Pour décrire l’organisation des ports de commerce maritime de par le monde, il est commode de se référer à leurs grandes fonctions et de les regrouper en familles principales.
Les fonctions d’autorité portuaire (contrôle de la navigation et des passagers ou des marchandises) concernent tous les ports tandis que celles de propriétaire foncier, de fournisseur d’outils et d’exploitant se combinent pour fournir trois grandes familles de ports :
– le port propriétaire, où le port se concentre sur la location des espaces qu’il possède et dont les ports britanniques s’approchent fortement ;
– le port outil, où l’État finance les investissements des quais pour des terminaux que des entreprises exploitent, qui correspond à peu près au schéma des ports hollandais ou belges ;
– le port opérateur, où l’État exerce en plus des fonctions précédentes celle d’opérateur, modèle dévolu jusqu’à une période récente aux ports français et à nombre de ports francophones.

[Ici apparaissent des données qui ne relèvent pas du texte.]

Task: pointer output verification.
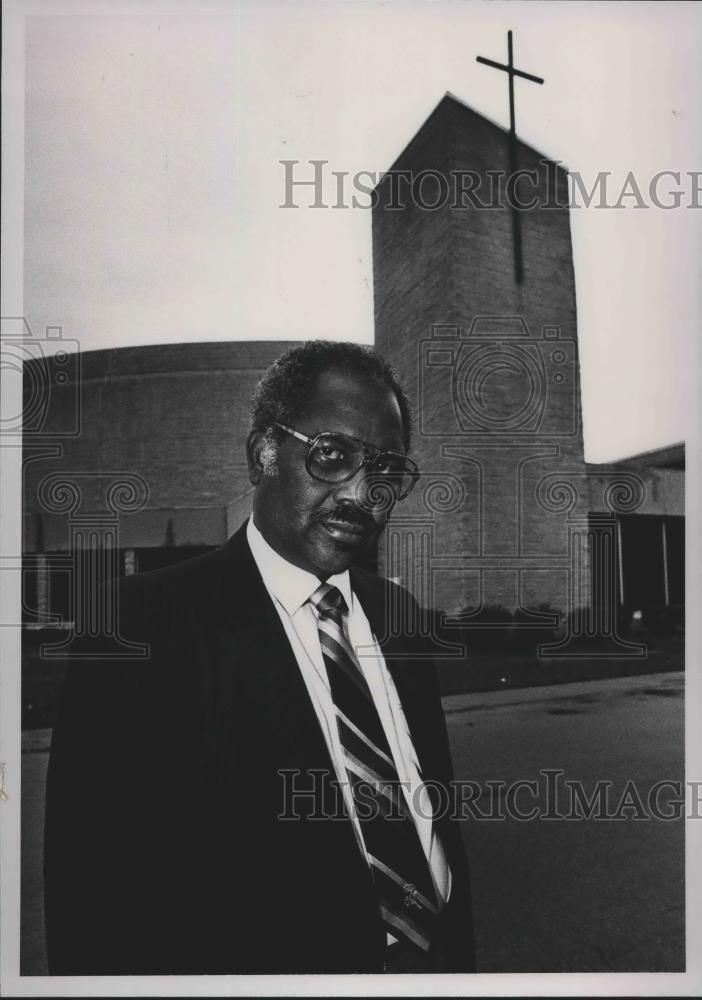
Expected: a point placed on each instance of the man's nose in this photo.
(364, 491)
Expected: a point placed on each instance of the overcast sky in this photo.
(153, 181)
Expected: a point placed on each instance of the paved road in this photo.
(562, 895)
(550, 895)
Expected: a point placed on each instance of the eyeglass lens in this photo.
(334, 458)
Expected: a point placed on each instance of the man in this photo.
(255, 797)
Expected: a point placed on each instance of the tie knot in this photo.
(329, 601)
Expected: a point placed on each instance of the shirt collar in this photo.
(289, 584)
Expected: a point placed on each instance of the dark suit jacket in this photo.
(164, 852)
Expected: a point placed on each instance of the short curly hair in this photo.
(286, 386)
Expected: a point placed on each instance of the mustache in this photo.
(349, 514)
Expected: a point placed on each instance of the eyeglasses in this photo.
(333, 457)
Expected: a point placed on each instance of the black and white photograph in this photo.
(349, 536)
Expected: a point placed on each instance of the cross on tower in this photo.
(509, 68)
(516, 218)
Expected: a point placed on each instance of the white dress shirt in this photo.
(290, 588)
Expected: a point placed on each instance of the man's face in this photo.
(325, 527)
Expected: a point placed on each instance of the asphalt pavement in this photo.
(553, 891)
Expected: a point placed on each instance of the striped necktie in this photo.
(407, 900)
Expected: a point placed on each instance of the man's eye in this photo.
(387, 466)
(330, 453)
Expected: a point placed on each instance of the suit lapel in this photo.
(270, 686)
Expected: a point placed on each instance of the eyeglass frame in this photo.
(368, 457)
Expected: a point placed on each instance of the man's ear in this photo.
(254, 444)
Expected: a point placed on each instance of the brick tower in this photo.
(475, 306)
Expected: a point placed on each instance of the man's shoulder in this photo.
(197, 579)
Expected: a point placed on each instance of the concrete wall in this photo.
(167, 422)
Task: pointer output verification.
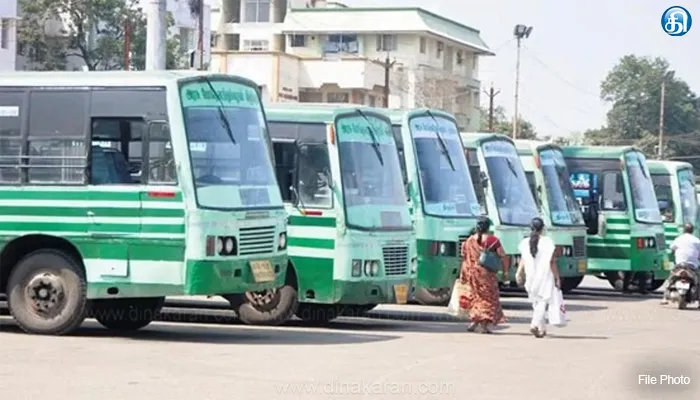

Les recettes portuaires consistent en des droits de port, appliqués au passage des navires et à la marchandise, en des recettes foncières (locations de terrains de plus ou moins longue durée, l’exemple extrême étant celui des ports britanniques où le Trinity College de Londres loue des terrains pour un bail de 999 ans au port de Felixstowe, concessions de longue durée…) plus rarement en des cessions des espaces fonciers portuaires et en recettes de prestations de services spécifiques (outillage, sécurité, services verts, etc.).
Pour assurer une compétitivité de taille, le PAC doit tout d’abord, être un port stratège, être stratège signifie savoir prendre des risques et parvenir à se projeter sur des trajectoires prospectives à long terme.
Pour être stratège, le PAC (Port Autonome de Conakry) devra être investisseur. Il devra avoir une autonomie financière et une capacité à prendre des risques. Cela implique de se détacher de la tutelle de l’État.
Dans la plupart des pays ouest-africains par exemple, l’État n’est tributaire que d’un port. Il semble donc impossible de ne pas le contrôler politiquement ni de transférer des compétences d’investissement à des acteurs privés sans avoir un regard à travers des PPP, des concessions, etc. Le port investisseur devra donc se “dé-souverainiser” ou bien garder une tutelle forte mais avec des dirigeants ayant des compétences d’investisseurs.
Bien qu’on ait eu largement recours au terme de privatisation portuaire pour caractériser les évolutions d’organisation portuaire qui se sont répandues selon le modèle de privatisation britannique des années 1980, on assiste principalement, pour des raisons financières avec l’augmentation du poids des dettes publiques, à un recentrage des ports sur la fonction régalienne avec un modèle plus ou moins proche du port propriétaire.